What may be less obvious is that those market return estimates are just as accurate even when actual growth and terminal valuations depart from their historical norms. Go back to the previous scatterplots, and you’ll notice something. The terminal valuation multiple is inversely related to nominal growth over the preceding decade, meaning that variations in the first two terms (from their historical norms) tend to offset each other. This isn’t random - it’s systematic. The reason, again, is that investors respond to high rates of inflation and past nominal growth by driving interest rates higher and equity valuations lower. Conversely, they respond to low rates of inflation and past nominal growth by driving interest rates lower and equity valuations higher (partly due to the kind of yield-seeking speculation we’ve seen in recent years).

What remains? A nearly direct inverse relationship between current equity valuations and subsequent nominal returns in market cycles across history. You can see that inverse relationship in the second graph of this weekly comment, which plots the log of MarketCap/GVA on an inverted scale, versus actual subsequent 12-year S&P 500 nominal total returns.

Q.E.D.

A quick side note. I generally ignore anonymous critics - open debate can be constructive, and provides a chance to learn from others, but my impression is that unless one is defending human rights in a politically hostile climate (where writing under pseudonym has worthy precedents), using anonymity as a veil to criticize others reflects the kind of intellectual cowardice that makes mice of men. Still, the foregoing may address the suggestion that the relationship between valuations and subsequent market returns is mere coincidence or curve-fitting. It should also be evident that the inverse (and generally offsetting) relationship between nominal growth and end-of-period valuations is quite systematic. If one wishes to imagine a parallel universe where these regularities don’t exist, and to dismiss the historical relationship between valuations and actual subsequent equity market returns across a century of data on that basis, by all means, be my guest.
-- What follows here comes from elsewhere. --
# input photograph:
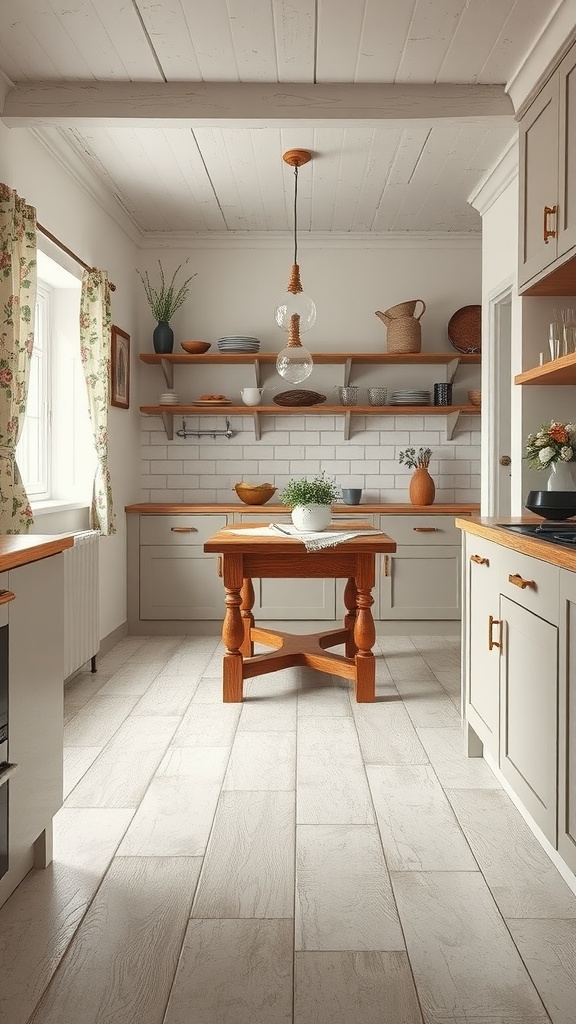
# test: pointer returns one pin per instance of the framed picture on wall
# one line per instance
(120, 369)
Finally, it’s worth making clear that the relationship between reliable equity valuation measures and subsequent real returns is also significant. The red line on the chart below shows the current level of valuations. As the chart indicates, investors should presently expect unambiguously negative real returns in the S&P 500 over the coming decade from current valuation extremes.

As usual, investors who follow a passive buy-and-hold discipline, who don’t believe that valuations have meaningful implications for subsequent market returns, who would experience distress over missing potential market gains regardless of the valuation extremes in which they occur, who have carefully considered the actual depth of losses that the stock market has regularly experienced over the completion of market cycles, and who have aligned their investment exposure consistent with their actual investment horizon and risk tolerance - these investors can reasonably do nothing here, and we don’t at all encourage them to deviate from their discipline. Investors who could not reasonably tolerate a loss in the S&P 500 on the order of 50% (as the market has experienced in prior cycles), or who would abandon their discipline in that event, should recognize that such a loss is actually the run-of-the-mill expectation from current valuations.

For our part, despite the speculative challenges that have resulted from the most extreme monetary interventions in history, we remain convinced that valuations are informative about long-term returns, and we have adapted to insist on explicit deterioration in market internals in order to support a hard-defensive market outlook. Given both obscene valuations and clearly unfavorable market internals and credit spreads at present, we see extreme market losses as not only an immediate risk, but also as the predominant likelihood over the next few years.